With the configuration in place, you can restart the SPIRE server and when ready, the SPIRE agents on each node. You should see a message similar to the following appear in your SPIRE agent logs when a node has successfully crafted and sent its identity challenge to the SPIRE server:
Keylime Attestation response sent
And then a corresponding entry in the SPIRE server logs when a node passes attestation using Keylime:
Keylime Attestation Successful
Congratulations! You successfully integrated SPIRE and Keylime!
The Future
The new SPIRE Keylime plugin is still in its infancy and needs some real-world tire kicking to become more robust, configurable and future proof.
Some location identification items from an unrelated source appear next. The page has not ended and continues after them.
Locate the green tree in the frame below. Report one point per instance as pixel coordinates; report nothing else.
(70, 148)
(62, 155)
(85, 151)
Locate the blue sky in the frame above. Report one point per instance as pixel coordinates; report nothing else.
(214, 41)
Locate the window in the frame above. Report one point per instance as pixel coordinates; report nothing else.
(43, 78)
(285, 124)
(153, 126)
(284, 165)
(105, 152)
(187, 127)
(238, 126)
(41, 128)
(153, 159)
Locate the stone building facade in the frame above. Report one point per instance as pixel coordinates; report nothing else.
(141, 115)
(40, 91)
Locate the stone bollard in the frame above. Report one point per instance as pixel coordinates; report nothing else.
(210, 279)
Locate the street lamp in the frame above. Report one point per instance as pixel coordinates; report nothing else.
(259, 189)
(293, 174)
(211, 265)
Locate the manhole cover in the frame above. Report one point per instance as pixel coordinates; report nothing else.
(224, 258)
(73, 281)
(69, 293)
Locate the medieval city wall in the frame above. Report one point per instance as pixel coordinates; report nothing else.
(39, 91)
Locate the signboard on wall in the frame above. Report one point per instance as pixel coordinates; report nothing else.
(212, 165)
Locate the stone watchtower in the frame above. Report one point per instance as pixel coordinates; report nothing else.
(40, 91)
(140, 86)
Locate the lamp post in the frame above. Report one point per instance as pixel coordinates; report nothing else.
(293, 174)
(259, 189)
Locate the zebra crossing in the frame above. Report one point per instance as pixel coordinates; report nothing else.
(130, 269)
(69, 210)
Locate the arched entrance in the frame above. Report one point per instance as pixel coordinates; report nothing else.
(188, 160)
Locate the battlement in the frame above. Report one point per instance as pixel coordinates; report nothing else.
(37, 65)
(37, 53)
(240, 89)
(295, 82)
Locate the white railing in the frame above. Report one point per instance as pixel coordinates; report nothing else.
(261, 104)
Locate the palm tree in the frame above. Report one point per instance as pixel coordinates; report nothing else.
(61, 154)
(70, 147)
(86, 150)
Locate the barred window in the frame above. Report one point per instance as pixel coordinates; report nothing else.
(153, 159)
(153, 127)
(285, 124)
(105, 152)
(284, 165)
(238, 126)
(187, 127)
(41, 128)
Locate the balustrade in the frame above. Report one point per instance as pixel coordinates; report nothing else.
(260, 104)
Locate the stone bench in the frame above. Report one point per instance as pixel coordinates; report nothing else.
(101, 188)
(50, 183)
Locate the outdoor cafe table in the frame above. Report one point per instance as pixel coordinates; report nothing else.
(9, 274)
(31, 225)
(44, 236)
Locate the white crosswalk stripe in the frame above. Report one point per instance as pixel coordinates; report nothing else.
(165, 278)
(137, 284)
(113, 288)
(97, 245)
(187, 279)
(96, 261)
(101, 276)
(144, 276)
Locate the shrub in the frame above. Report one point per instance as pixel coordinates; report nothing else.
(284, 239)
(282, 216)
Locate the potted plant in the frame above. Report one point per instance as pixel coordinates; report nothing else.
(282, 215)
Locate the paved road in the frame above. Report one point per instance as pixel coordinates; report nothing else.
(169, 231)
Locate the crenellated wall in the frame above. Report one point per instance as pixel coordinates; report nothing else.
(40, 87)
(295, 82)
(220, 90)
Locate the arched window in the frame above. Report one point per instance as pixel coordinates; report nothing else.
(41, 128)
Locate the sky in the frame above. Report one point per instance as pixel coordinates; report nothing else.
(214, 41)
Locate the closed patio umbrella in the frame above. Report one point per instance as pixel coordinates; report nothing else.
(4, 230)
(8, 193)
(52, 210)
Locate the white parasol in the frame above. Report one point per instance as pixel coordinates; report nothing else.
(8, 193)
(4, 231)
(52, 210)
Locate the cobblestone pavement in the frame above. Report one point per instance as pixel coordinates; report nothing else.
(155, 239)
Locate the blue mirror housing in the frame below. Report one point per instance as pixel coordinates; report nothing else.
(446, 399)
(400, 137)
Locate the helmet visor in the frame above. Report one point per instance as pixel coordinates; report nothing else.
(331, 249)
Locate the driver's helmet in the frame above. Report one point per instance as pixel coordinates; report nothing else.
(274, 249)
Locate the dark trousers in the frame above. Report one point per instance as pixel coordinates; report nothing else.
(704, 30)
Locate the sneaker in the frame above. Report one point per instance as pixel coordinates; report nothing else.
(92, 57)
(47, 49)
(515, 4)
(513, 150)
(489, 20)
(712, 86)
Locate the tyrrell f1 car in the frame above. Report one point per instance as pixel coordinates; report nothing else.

Some of the features and fixes that are already in the works include:
- A full CI/CD pipeline with multiple versions of SPIRE and Keylime to verify each change before release
- More resilient to network timeouts and connections issues between Keylime and SPIRE
- Add Keylime metadata, including the names of Keylime policies, as SPIRE selectors, so they can be used in access control policies
If you find this project interesting, please join us in the Keylime #slack community of the CNCF as well as on GitHub.
Conclusion
Putting all of this together gives a result that’s referred to as “Zero Trust Ambient Credentials“. No shared secrets, no implicit trust in any connection between services. But an end-to-end verified, cryptographically protected authentication system with very robust policy controls based on what the software is and where it’s running. Once we have it working the main issue becomes how detailed do we want to get with our policy choices, not how do we make sure these secrets don’t leak – we’ve removed that problem entirely.